Cuarenta años después, La colmena sigue siendo, aun dentro de sus limitaciones, uno de los mejores testigos de aquel momento. Los personajes que se reúnen alrededor del triste y viejo café, protagonista de la acción, no son todos, aunque sí muchos de los tipos de españoles que sobrevivieron en el Madrid de los años triunfales.
Conocer su cotidianidad, sus frustraciones, sus pequeños sueños, es una manera de recordar una verdad tan olvidada como imprescindible de mantener viva en nuestra memoria histórica.
Así lo ha entendido José Luis Dibildos, productor y guionista, que nos ilustra, con la maestría reconocida del director Mario Camus, una parte sustancial del texto de Cela.

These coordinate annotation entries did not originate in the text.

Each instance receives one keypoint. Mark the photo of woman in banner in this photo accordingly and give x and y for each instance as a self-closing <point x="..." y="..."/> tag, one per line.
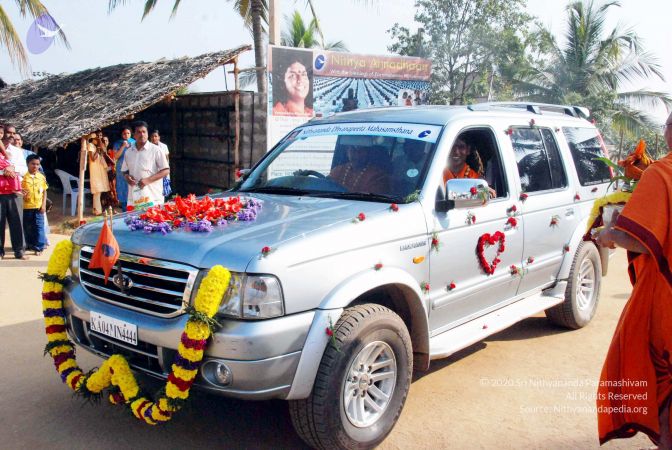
<point x="292" y="76"/>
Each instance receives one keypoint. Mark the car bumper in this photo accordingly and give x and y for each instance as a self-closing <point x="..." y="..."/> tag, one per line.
<point x="261" y="356"/>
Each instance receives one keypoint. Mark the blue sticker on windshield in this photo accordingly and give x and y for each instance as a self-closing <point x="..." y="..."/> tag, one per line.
<point x="420" y="132"/>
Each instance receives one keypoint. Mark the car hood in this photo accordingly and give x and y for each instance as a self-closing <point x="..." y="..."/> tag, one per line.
<point x="281" y="219"/>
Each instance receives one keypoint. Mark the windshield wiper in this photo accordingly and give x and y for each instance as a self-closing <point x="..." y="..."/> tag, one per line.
<point x="283" y="190"/>
<point x="369" y="197"/>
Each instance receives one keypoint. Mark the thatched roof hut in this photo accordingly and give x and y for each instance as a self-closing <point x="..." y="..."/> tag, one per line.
<point x="59" y="109"/>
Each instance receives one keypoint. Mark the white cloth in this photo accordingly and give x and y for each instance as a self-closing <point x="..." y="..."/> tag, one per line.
<point x="18" y="161"/>
<point x="141" y="164"/>
<point x="166" y="152"/>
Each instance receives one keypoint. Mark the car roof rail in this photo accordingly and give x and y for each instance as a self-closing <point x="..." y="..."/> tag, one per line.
<point x="536" y="108"/>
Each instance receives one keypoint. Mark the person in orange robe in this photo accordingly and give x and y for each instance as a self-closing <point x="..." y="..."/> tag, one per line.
<point x="636" y="380"/>
<point x="457" y="162"/>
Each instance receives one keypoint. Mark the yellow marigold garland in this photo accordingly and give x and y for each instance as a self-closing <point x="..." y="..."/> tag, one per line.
<point x="619" y="197"/>
<point x="115" y="374"/>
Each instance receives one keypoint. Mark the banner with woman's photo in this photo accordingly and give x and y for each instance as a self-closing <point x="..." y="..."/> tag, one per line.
<point x="307" y="83"/>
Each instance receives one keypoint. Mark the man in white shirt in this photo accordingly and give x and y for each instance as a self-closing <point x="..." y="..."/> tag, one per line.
<point x="155" y="138"/>
<point x="144" y="167"/>
<point x="11" y="205"/>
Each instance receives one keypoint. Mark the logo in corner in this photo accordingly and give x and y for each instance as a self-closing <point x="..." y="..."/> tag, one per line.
<point x="41" y="34"/>
<point x="320" y="62"/>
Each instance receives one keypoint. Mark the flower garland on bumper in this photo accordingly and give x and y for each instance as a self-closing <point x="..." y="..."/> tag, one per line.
<point x="115" y="374"/>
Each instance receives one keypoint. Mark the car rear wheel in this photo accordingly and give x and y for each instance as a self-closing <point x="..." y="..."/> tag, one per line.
<point x="583" y="290"/>
<point x="361" y="387"/>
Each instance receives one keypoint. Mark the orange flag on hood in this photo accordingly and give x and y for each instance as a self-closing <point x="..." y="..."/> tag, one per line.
<point x="106" y="253"/>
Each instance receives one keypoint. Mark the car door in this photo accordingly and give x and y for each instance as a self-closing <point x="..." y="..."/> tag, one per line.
<point x="461" y="289"/>
<point x="550" y="215"/>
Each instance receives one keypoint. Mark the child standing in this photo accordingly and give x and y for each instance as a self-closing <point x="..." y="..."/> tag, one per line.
<point x="34" y="186"/>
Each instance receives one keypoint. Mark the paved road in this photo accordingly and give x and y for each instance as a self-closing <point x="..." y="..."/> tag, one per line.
<point x="526" y="387"/>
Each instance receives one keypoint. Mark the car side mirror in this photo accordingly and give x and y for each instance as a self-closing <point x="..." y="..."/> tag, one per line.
<point x="244" y="173"/>
<point x="464" y="193"/>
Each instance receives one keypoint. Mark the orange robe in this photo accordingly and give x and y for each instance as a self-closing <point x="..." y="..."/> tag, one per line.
<point x="466" y="172"/>
<point x="636" y="379"/>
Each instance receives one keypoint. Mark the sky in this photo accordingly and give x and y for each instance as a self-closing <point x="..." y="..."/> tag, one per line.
<point x="100" y="39"/>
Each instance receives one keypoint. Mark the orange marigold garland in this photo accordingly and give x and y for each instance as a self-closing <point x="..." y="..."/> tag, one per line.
<point x="115" y="374"/>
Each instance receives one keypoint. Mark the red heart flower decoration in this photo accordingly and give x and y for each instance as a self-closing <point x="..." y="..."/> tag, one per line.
<point x="487" y="240"/>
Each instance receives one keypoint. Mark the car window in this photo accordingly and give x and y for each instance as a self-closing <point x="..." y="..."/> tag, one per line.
<point x="539" y="164"/>
<point x="558" y="175"/>
<point x="386" y="162"/>
<point x="485" y="158"/>
<point x="586" y="145"/>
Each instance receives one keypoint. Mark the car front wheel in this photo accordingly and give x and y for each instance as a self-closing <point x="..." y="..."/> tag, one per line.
<point x="583" y="290"/>
<point x="361" y="384"/>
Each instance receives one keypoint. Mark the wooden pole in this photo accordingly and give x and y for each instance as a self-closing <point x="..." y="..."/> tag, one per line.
<point x="83" y="157"/>
<point x="656" y="147"/>
<point x="236" y="97"/>
<point x="273" y="23"/>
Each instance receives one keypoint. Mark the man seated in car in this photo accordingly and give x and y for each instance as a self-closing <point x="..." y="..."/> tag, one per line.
<point x="458" y="167"/>
<point x="360" y="173"/>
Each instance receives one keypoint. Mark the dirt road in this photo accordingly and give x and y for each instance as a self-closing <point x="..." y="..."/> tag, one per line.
<point x="531" y="386"/>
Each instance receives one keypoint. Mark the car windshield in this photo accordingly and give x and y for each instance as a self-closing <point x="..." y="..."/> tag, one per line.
<point x="361" y="161"/>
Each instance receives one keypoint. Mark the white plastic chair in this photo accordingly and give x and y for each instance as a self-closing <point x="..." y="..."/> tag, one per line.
<point x="66" y="178"/>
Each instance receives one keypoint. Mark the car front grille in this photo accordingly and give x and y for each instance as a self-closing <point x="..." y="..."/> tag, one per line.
<point x="158" y="287"/>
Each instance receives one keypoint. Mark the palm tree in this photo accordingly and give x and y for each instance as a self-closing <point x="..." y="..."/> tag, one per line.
<point x="592" y="67"/>
<point x="298" y="34"/>
<point x="11" y="40"/>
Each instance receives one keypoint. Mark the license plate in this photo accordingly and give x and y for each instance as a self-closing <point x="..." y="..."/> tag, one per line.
<point x="115" y="328"/>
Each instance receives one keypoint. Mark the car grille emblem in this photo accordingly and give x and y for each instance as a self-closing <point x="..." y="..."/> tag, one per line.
<point x="123" y="282"/>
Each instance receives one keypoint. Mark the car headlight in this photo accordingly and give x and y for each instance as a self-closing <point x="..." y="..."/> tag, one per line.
<point x="74" y="261"/>
<point x="253" y="297"/>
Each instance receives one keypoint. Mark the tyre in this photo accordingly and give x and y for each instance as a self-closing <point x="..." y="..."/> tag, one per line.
<point x="583" y="290"/>
<point x="361" y="387"/>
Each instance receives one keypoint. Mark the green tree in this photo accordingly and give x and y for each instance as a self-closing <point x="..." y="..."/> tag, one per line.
<point x="471" y="44"/>
<point x="10" y="39"/>
<point x="591" y="68"/>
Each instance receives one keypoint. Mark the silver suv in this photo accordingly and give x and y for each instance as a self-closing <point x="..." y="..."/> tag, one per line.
<point x="377" y="265"/>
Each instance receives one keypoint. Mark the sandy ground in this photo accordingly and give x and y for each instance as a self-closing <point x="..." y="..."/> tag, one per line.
<point x="531" y="386"/>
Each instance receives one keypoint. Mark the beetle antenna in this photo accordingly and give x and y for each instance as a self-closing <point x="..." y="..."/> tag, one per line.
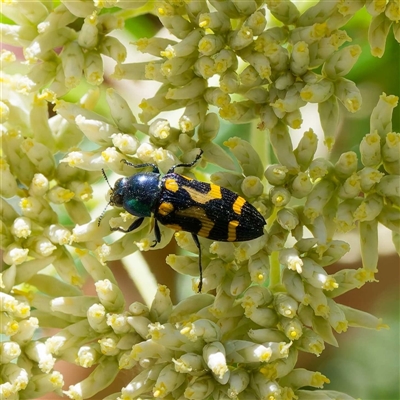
<point x="102" y="214"/>
<point x="105" y="177"/>
<point x="105" y="208"/>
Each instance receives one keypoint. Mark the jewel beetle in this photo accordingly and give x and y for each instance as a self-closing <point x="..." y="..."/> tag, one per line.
<point x="185" y="204"/>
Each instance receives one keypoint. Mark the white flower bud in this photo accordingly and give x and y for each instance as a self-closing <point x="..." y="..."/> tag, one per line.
<point x="72" y="59"/>
<point x="300" y="58"/>
<point x="93" y="68"/>
<point x="40" y="155"/>
<point x="214" y="356"/>
<point x="370" y="149"/>
<point x="285" y="305"/>
<point x="348" y="93"/>
<point x="369" y="177"/>
<point x="27" y="329"/>
<point x="318" y="198"/>
<point x="279" y="196"/>
<point x="369" y="245"/>
<point x="15" y="255"/>
<point x="8" y="183"/>
<point x="21" y="227"/>
<point x="188" y="362"/>
<point x="9" y="351"/>
<point x="347" y="164"/>
<point x="351" y="188"/>
<point x="109" y="295"/>
<point x="167" y="381"/>
<point x="361" y="319"/>
<point x="329" y="116"/>
<point x="39" y="185"/>
<point x="341" y="62"/>
<point x="317" y="92"/>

Los clientes asiduos del viejo café son también en la película el eje central de la crónica. Se hablan, se odian, se enfrentan... Dicen poseer lo que no tienen, disculpan sus renuncias con una generosidad que no aplican a los demás, fingen creer la retórica ajena para mendigar credulidad hacia la propia; mienten por un café calentito, se empeñan por un cigarrillo que les recuerde posibles esplendores pasados o les evada un instante de la realidad que sólo ellos conocen. El café es una isla. La cámara les sigue a veces fuera de ese reducto de ilusiones, donde pueden interpretar a seres distintos de lo que son, investigando qué se oculta detrás de su apariencia. En este sentido, la película elige sólo a algunos de ellos. Hay personajes que sólo quedan apuntados. El espectador que se entrega a la pantalla -superados los primeros minutos de proyección" tan difíciles para sintetizar el amplio número de caracteres- quiere saber más.
Naturalmente, caben otras versiones, pero ésta es más que válida. Mario Camus ha sabido reproducir, con sensibilidad y cierto dolor, la sordidez de aquel ambiente: el miedo de sus personajes (son ya de la película y hay que dejar de compararlos con la novela) explica con detalle la pesadumbre que marcó luego, durante años, la vida española. Es una herencia menos superada de lo que pueda parecer. Las ilusiones de aquellos hombres y mujeres, sujetos a una realidad represora, están. vistas con ternura, sin crítica, respetando su soberbia o su ingenuidad, su coraje o su terror. Muchos son reconocibles en el presente; otros son ya producto de una época.
El trabajo de Dibildos y Camus tiene esa doble vertiente. No podía ser de otra manera. Son ciudadanos de hoy los, que interpretan el pasado; actores de nuestros días quienes dan cuerpo a aquellos personajes. Hay datos, señales, matices que pertenecen por igual a ambos tiempos.
Los actores, claro, merecen un comentario aparte. Gran parte de las mejores figuras del cine español se ha reunido, por vez primera y sin afán de competencia, en un trabajo conjunto. Todas ellas aportan su mejor hacer amando a cada personaje con la sinceridad que no siempre pueden encontrar en otros géneros cinematográficos. Sería injusta una parcelación de su labor.
Cada espectador, si quiere comparar sus interpretaciones, tiene opción al capricho personal. Elija a quienes elija, no se equivocará. Permítaseme, sin embargo, saludar la presencia de Elena María Tejeiro, tan habitualmente olvidada en los repartos de las películas españolas: su breve trabajo es magnífico. Menos sorprendente, por lógica, es que la labor de Sacristán, Victoria Abril, Rabal, Rafael Alonso o Agustín González, por citar algunos, sea tan espléndida.